En esta oportunidad, la arremetida se ha producido contra las madres y otros familiares de presos políticos, que decidieron iniciar sendas huelgas de hambre en una iglesia de Masaya y en la catedral de Managua —el jueves 14 y el lunes 18, respectivamente—, como protesta por el encarcelamiento y aislamiento de sus seres queridos.

En el primer caso, una mezcla de policías y turbas de civiles armadas y pagadas por el régimen, rodearon el templo y capturaron a 13 personas que se acercaron para entregar agua a los ocho huelguistas de hambre e insulina para su sacerdote diabético, luego de que fuera cortado el suministro de agua y electricidad de la iglesia. Con posterioridad, el grupo de apoyo y tres opositores más, fueron acusados, sin prueba alguna, de tráfico de armas, una fabricación de delito que los expone a altas penas.

La catedral, por su parte, fue invadida por las turbas, en un acto que la Conferencia Episcopal condenó enérgicamente y calificó de profanación.

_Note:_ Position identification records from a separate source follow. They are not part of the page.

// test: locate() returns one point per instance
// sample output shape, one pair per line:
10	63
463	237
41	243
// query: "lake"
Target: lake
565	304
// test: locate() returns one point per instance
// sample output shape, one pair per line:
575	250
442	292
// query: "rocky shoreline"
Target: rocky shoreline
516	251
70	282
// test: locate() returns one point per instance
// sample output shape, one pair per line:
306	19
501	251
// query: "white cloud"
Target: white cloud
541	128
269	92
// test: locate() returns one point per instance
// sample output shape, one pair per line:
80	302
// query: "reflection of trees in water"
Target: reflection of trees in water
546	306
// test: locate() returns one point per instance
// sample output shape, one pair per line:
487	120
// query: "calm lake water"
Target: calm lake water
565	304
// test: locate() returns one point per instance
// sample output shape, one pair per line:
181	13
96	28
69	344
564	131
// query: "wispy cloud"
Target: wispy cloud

Tras tensas negociaciones, los invasores la abandonaron el martes, pero solo luego de que también lo hicieran las ocho madres de presos políticos que habían ingresado a ella días atrás.

Esta escalada, denunciada el mismo martes en Ginebra por el vocero de la alta comisionada, revela que la dictadura de Ortega no está dispuesta a ceder ni un ápice en favor de la libertad de reunión y expresión, menos en facilitar el camino para una transición pacífica a la democracia. Al contrario, ha optado por la represión más primitiva como recurso para mantenerse en el poder, no importan las consecuencias, y así proteger sus odiosos privilegios y los de sus aliados más cercanos. De aquí la gran “preocupación” expresada por el vocero.

El informe de la OEA, también emitido el martes por la Comisión de Alto Nivel establecida mediante un acuerdo tomado por su Asamblea General el pasado 28 de junio, pasa revista no solo a las múltiples medidas violatorias de los derechos humanos, sino a los mecanismos de los cuales se ha valido el régimen para eliminar la independencia de los poderes del Estado, ahogar a la oposición y vaciar de contenido otros elementos indispensables para el ejercicio de la democracia.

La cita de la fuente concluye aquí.